Activation and Deactivation

Because benzene acts as a nucleophile in electrophilic aromatic substitution, substituents that make the benzene more electron-rich can accelerate the reaction. Substituents that make the benzene moor electron-poor can retard the reaction. In the mid-twentieth century, physical organic chemists including Christopher Ingold conducted a number of kinetic studies on electrophilic aromatic substitution reactions. In table 1, you can see that some substituents confer a rate of reaction that is much higher than that of benzene (R = H). Phenol, C₆H₅OH, undergoes nitration a thousand times faster than benzene does.  Nitrobenzene, C₆H₅NO₂, undergoes the reaction millions of times more slowly.

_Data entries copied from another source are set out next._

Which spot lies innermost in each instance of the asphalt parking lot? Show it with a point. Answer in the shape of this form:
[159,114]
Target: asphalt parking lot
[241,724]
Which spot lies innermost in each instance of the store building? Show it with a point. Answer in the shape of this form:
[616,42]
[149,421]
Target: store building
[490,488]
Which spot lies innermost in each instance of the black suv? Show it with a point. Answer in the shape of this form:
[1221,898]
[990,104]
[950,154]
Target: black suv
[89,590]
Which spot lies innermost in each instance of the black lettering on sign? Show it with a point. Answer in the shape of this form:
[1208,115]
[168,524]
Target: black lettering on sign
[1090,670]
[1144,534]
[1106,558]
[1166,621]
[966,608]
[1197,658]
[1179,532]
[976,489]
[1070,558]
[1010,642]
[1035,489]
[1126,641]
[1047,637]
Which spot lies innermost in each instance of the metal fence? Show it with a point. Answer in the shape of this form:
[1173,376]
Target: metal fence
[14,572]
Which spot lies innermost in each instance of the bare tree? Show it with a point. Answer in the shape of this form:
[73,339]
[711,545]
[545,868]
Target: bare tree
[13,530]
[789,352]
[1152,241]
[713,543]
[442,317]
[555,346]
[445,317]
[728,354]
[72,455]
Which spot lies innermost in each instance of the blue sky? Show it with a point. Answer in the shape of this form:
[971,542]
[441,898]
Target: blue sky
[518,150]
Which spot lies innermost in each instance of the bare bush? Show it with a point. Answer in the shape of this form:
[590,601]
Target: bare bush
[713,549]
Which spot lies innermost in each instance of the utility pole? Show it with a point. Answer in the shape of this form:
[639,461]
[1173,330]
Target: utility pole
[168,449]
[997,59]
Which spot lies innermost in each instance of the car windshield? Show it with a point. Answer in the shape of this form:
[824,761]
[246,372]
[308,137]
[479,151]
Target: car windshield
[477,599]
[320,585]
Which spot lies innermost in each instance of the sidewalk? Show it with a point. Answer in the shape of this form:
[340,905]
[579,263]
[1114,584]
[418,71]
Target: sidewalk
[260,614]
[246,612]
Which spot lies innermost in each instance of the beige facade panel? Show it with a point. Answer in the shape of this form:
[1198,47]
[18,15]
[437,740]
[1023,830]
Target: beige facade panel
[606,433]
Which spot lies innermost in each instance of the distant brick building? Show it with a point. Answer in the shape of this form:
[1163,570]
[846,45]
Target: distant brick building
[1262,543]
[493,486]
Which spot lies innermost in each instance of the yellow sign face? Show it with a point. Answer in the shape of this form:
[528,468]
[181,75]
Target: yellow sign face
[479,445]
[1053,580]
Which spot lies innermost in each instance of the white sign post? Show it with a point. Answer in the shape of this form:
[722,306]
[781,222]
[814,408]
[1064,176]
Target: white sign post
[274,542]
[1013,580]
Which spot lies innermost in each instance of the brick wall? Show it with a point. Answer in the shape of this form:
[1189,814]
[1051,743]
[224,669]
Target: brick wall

These observations are consistent with the role of the aromatic as a nucleophile in this reaction. Substituents that draw electron density away from the aromatic ring slow the reaction down. These groups are called deactivating groups in this reaction. Substituents that readily donate electron desnity to the ring, or that effectively stabilize the cationic intermediate, promote the reaction. These groups are called activating groups in this reaction.

The roles of these groups are related to their electronic interactions with the electrons in the ring.  Some groups might be π-donors, providing additional electron density to the benzene ring via resonance.

Other groups may be π-acceptors, drawing electron density away from the ring via resonance.

Still others may be σ-acceptors, drawing electron density away from the ring via a simple inductive effect which arises from the electronegativity of a substituent.

In some cases, there may be multiple effects, and the overall influence of the substituents is determined by the balance of the effects.  One effect may be stronger in one case than the other, so it wins out in one case and loses in another.